The totally unconvincing ‘woe is me’ tone of the piece aside, what it failed to concede but made painfully clear was the modern trend of high expectations and low ability. I hate to say it, given I am one, but it is so generation Y.
As a young couple, very much working class and from relatively poor families, my parents didn’t get their dream home when they bought property for the first time. It was some crap shack that should’ve had a match put to it. Like many Australians of their ilk, they scraped together what they could to get a foot on the ladder. From there, they worked their way up.
Similarly, I bought my first place while still at university and earning a very modest wage as an office casual.

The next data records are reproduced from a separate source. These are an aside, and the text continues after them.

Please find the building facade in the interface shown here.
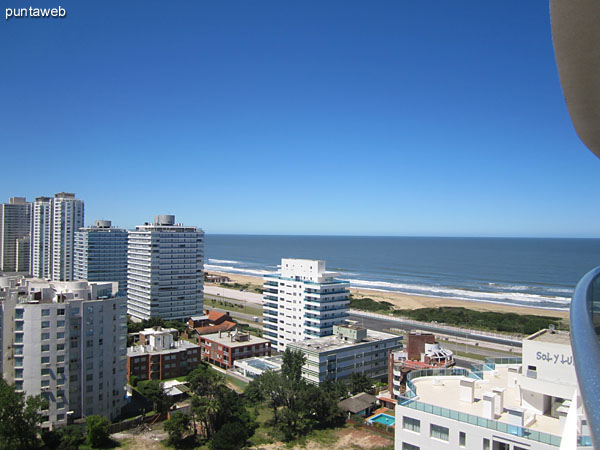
[0,277,127,428]
[127,215,204,320]
[288,324,402,384]
[127,327,200,380]
[73,220,127,295]
[263,258,350,351]
[0,197,31,272]
[198,330,271,369]
[395,330,591,450]
[52,192,84,281]
[30,197,52,280]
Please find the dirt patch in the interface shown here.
[253,428,394,450]
[111,424,169,450]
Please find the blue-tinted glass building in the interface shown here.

I battled to make it happen. It certainly wasn’t a dream home and although it was livable, it was cheap, smaller than I’d imagined and in a suburb I’d never been to.
But, it was within my means and achieved the goal – buying my own home. Plus, it spawned major opportunities and allowed me to expand in the world of real estate.
The implication that young people should be able to attain their dream home in a brilliant, in-demand location of their choosing straight up is cute. And sure, I would’ve loved to own that restored cottage I stumbled across as a bright-eyed and naïve first homebuyer.
But let’s be real. Stuff costs money and we don’t have an automatic entitlement to it, just because we want it. Life is meant to be challenging; we’re meant to work hard to achieve security, stability and all that good stuff.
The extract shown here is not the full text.